Иван Аксенов - Готы
— Ева.
«Бля, еврейка, что ли… Среди готок — полно евреек», — думал Благодатский и не говорил ничего вслух.
— Это не настоящее мое имя, но меня уже давно все так зовут, — уточнила Ева.
— А что, хорошее имя: Евочка. Такое, редкое… Ветхозаветное.
Евочка с уважением взглядывала на Благодатского.
— А как же твои друзья, ты ведь ничего даже им не сказала?
— Да какие они друзья, они меня заебали уже все… Скучно с ними, надоело. Хоть один новый человек появился.
— Я тут давно не новый. А тебя вот — первый раз вижу. К художникам идем, что ли?
— Ну да, к художникам…
— Тогда ты не туда рулишь, вот сюда нужно, — указывал дорогу Благодатский и вел сам, понимая: готочка была уже изрядно пьяна.

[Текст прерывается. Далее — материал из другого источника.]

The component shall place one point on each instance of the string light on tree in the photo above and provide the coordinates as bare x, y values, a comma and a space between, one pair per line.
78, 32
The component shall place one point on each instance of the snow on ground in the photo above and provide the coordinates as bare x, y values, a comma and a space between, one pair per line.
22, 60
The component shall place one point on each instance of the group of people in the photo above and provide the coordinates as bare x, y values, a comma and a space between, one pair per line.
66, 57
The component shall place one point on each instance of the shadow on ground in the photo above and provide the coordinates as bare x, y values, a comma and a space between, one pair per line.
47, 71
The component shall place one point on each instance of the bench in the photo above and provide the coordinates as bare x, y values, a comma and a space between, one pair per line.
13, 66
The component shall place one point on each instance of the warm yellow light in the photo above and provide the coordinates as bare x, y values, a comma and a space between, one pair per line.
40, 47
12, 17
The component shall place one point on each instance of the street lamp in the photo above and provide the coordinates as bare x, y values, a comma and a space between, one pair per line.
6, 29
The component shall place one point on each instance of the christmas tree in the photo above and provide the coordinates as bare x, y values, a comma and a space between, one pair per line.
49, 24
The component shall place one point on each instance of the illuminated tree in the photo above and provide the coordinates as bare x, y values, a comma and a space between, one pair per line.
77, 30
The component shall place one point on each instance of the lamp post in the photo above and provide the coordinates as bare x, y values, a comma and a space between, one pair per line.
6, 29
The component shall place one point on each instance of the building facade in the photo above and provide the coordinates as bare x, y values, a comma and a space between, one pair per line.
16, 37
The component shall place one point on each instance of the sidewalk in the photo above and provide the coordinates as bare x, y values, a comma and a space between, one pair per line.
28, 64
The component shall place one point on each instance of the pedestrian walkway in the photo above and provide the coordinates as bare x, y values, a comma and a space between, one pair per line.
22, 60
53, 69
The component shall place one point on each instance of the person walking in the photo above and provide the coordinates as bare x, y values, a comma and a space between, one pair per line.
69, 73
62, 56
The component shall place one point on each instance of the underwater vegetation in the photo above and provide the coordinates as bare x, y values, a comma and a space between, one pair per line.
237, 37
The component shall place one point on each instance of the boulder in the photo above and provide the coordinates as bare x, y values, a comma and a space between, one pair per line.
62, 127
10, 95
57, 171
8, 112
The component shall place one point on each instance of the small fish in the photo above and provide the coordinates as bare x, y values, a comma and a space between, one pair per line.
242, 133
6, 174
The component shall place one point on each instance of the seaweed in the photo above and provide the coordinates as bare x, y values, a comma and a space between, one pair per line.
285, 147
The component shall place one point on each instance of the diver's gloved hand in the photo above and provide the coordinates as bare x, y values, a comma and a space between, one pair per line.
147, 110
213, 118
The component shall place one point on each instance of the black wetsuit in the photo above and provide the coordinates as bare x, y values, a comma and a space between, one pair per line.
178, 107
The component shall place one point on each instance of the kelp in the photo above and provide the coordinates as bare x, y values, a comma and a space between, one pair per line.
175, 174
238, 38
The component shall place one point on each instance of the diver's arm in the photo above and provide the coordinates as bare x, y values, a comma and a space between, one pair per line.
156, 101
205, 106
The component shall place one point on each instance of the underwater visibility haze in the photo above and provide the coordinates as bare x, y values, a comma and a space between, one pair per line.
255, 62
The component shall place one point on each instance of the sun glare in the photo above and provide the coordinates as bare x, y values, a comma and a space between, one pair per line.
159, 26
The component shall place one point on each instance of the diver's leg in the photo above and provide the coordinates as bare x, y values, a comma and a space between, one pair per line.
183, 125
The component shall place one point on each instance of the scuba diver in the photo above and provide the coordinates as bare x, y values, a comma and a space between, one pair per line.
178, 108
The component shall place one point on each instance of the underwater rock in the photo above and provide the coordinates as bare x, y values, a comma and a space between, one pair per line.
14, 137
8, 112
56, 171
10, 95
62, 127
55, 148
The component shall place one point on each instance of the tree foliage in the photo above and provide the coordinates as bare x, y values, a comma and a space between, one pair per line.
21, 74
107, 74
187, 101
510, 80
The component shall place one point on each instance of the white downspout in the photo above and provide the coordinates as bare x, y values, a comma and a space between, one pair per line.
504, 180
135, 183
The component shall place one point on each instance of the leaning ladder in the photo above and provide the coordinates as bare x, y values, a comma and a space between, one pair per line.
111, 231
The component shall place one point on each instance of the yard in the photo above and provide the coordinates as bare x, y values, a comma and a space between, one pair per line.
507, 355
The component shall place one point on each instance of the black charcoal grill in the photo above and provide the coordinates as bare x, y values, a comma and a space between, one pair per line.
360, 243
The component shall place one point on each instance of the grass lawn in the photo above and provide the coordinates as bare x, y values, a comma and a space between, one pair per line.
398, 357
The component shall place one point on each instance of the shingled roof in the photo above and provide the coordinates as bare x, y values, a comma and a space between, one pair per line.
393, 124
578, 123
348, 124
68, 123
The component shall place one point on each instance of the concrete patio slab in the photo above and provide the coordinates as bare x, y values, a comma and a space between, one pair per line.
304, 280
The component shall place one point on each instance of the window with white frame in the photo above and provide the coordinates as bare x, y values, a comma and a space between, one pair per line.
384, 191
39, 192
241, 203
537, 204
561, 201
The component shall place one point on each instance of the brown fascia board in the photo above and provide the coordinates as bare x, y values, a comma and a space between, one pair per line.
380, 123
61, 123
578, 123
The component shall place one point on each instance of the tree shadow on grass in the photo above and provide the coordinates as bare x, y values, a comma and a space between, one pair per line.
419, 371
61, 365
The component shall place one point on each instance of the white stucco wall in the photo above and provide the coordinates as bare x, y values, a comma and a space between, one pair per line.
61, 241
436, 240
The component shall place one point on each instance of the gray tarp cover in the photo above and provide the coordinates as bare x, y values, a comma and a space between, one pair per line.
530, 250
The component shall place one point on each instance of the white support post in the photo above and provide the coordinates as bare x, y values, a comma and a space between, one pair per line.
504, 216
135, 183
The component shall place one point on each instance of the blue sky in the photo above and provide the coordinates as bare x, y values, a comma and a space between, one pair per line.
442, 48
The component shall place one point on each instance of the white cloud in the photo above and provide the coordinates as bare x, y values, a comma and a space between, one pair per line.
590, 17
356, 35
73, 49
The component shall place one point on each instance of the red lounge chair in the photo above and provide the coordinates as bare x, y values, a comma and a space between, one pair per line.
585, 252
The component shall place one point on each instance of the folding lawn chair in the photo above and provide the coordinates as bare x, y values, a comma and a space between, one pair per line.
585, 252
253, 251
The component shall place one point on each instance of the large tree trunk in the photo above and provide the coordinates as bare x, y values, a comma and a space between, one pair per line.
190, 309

Часть кладбища — поздней разработки — располагалась в низине. Плавного перехода между высоким и низким не существовало: высокое от осыпи предохраняла кирпичная стена высотой в человеческий рост. Вдоль этой стены и вёл пьяную готочку Благодатский: в место, называемое «у художников»: к скученным нескольким могилам художников и художниц с близстоящей лавочкой и высокой липой. В стене там виднелась несколькосантиметровая выемка со следами располагавшегося в ней некогда барельефа, украденного и сданного на вторцветмет бомжами. Рядом две могилы без ограды образовывали ровную утоптанную площадку, ограниченную с одной стороны — прямоугольными гранитными надгробиями, с другой — прислоненной к дереву кованой лавочкой.
— Я вообще тут собираюсь стихи писать, — заявляла Евочка, падая на лавочку и роясь в сумке.
Благодатский усмехался, закуривал сигарету и прислонялся к липе. Спрашивал:
— А я что, свечку держать буду?
— Ну да, — серьезно отвечала готочка, вытаскивала из сумки блокнот и вручала свечу — Благодатскому. — Сюда свети.
Принималась листать. Благодатский приближался и с искренним интересом разглядывал покрытые мелкими буквами страницы, но было слишком темно и мелко, чтобы прочесть хоть что-нибудь.
— Почитаешь?
— Ну, если тебе интересно… — кобянилась Евочка.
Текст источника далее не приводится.